We might, in a “Modest Proposal” vein, ask law school administrators to consider that their current modus operandi, entailing what they title “inclusiveness” and such, only seems to lead to a critical mass of black students hitting the ground insisting upon any challenge that the law school “is racist.”
The first paragraph suggests in effect a rejection of affirmative action in law school. I don’t completely agree, for if exercising complete discrimination based on scores leads to a near complete absence of black students in top tier law schools (see data above), I would find that morally repugnant. Even as a form of reparations, we need to have some racial balance in the very best schools. And of course there are minority students who would qualify for admission to places like Harvard. It’s just that using scores alone would reduce that proportion considerably.
McWhorter has another solution that’s related:
How about a great many of the same students being instructed in a way that reaches people who haven’t gone to elite prep schools, had test prep practically since birth, and grew up in book-lined homes? At law schools which, though they don’t have the cachet of the top twenty or so, are sterling institutions whose faculty would be justly injured to be dismissed as somehow dismissible for not being at Yale or U. Michigan.
These black law school grads are then in a position to present great grades to employers – grades matter in deciding who gets jobs in law-related professions after law school — including not needing multiple tries to pass the bar (which also matters) — and thereby furnish their children with the capital to be able to achieve easily at top-ranked law schools. In a brave new world not even so far in the future, there would be no especial disproportion of black students at the bottom of even top-level law schools’ classes.
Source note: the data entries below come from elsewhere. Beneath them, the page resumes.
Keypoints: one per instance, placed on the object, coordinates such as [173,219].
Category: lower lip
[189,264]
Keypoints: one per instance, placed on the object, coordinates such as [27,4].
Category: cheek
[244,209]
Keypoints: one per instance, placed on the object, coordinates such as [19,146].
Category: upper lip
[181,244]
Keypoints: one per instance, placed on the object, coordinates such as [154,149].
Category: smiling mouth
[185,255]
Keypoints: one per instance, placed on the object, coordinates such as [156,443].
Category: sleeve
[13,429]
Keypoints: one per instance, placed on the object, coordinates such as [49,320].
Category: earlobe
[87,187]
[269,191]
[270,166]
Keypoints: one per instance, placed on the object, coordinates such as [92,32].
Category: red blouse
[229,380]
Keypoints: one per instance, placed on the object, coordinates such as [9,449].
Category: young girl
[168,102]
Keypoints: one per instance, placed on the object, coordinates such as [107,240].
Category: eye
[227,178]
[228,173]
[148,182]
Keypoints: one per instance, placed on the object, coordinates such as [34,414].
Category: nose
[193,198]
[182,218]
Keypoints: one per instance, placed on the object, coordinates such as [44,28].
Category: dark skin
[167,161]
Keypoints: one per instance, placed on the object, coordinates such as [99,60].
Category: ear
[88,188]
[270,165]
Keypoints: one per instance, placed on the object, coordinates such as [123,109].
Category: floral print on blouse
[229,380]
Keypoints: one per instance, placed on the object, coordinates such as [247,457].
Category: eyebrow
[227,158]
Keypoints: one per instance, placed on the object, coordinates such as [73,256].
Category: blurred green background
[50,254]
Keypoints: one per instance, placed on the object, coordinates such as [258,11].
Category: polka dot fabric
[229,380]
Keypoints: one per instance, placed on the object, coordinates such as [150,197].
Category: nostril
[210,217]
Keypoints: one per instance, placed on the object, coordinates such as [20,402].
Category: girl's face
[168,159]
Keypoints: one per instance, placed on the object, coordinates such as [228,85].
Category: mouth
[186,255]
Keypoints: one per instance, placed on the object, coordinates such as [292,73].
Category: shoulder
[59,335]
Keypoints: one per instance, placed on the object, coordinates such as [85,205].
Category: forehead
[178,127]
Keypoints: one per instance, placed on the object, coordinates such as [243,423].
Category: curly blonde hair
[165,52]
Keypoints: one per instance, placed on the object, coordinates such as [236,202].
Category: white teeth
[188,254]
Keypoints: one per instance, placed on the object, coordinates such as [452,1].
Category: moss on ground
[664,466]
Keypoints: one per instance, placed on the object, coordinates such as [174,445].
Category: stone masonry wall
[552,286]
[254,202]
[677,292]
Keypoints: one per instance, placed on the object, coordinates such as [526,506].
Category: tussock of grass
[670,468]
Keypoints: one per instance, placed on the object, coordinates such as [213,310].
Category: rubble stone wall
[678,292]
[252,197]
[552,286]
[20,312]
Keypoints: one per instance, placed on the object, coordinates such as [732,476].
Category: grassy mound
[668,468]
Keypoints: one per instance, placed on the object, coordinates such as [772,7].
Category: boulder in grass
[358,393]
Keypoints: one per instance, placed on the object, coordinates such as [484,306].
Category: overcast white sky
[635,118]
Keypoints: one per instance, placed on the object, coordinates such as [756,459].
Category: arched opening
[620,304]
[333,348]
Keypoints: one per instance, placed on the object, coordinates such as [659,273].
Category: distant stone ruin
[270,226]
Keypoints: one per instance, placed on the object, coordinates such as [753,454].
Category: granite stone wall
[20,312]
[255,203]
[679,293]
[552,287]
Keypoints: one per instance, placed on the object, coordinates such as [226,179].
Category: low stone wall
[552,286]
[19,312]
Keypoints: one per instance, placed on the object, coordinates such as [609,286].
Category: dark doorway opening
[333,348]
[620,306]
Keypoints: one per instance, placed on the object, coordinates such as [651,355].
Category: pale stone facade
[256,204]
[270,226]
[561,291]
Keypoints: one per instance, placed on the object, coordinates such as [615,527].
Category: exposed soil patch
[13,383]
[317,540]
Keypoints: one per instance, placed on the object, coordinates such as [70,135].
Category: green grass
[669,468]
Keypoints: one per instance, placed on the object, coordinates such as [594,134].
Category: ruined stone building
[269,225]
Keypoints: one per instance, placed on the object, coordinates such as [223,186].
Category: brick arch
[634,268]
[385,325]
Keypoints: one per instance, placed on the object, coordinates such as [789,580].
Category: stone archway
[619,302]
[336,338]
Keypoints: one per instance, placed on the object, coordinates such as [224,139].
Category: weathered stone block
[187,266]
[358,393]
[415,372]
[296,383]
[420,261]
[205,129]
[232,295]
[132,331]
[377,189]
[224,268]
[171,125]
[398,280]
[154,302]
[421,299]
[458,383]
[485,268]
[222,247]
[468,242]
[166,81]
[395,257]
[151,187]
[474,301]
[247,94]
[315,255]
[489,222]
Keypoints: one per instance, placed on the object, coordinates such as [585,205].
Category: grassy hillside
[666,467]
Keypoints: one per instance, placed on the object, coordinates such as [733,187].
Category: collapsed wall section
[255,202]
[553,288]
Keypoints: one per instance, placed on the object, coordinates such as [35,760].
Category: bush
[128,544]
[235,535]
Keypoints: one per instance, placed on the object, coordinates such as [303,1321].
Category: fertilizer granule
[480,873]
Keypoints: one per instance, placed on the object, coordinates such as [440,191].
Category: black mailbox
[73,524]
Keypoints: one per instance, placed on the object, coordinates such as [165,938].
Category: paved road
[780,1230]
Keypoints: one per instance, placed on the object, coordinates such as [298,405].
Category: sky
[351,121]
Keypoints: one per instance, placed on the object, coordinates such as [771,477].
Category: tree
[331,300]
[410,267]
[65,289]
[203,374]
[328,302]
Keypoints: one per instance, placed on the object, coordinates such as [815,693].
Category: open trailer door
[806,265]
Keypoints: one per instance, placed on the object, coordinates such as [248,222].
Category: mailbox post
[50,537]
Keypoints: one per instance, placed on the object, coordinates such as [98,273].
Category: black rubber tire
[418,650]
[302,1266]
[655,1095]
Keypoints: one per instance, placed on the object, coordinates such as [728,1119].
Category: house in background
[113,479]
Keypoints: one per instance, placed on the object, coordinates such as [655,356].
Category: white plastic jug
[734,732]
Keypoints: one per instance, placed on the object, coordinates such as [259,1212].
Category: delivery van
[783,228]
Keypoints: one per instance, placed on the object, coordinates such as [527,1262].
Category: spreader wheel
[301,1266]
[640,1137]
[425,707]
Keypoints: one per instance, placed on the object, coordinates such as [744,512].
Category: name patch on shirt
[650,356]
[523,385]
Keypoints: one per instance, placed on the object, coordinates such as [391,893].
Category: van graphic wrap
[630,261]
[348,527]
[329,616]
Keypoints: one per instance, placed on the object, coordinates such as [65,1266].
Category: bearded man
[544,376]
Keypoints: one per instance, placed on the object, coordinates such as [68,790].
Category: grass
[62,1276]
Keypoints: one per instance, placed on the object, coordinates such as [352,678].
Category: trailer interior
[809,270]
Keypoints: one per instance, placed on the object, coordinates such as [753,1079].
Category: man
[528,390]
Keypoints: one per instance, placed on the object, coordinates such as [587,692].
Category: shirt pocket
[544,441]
He adds that these solutions have the advantage of admitting the existence systemic racism (he doesn’t say exactly where), but also “pointing the way toward a better future for black people.” And that is a worthy goal, one sometimes missed by those too quick to cry “racist”. Once we identify the causes of disparities, how can we fix them? This seems to be the difference between Kendi and McWhorter, as Kendi mandates top-down solutions involving the creation of instant equity via what he calls deliberate but antiracist discrimination (affirmative action), but he broaches no longer-term solutions, at least in How to Be an Antiracist.
McWhorter’s closing (minus the bit where he muses on whether Sellers should have been fired):
And yet to many, what’s key is to simply call people racists, for pointing out what any unbiased observer would see as a problem in need of solution.
And amidst all of this, it would appear that “racist” means “anything that a black person doesn’t like for some reason,” and we are to bow down and accept this as post-Enlightenment, morally binding truth because black people have a hideous history.
That is not a real discussion. It renders black people something less than human, in feigning that we are beyond serious critique. We are lying to one another and nervously hoping nobody will blow the whistle on what we are told to pretend is about “social justice.”
But lowering standards is not “social justice,” nor is pretending that the standards have no value and calling for their elimination. Take a trip back in time and run that by Zora Neale Hurston, Mary McLeod Bethune, Martin Luther King, or Maya Angelou.
Nor is it “social justice” to dragoon black students into a diversity diorama and then watch them complain about being foisted with the responsibility of representing their race, while also assailing the school for not addressing their “diversity” in the right way, when what really should have happened is that they settled in at schools prepared to teach them effectively.
McWhorter has some credibility here, for he is a black man and he’s no Uncle Tom. He’s perfectly aware of the history of racism in America and what it has done to African-Americans. But he’s also aware of the history of Critical Race Theory as well, and what it’s doing to African-Americans now.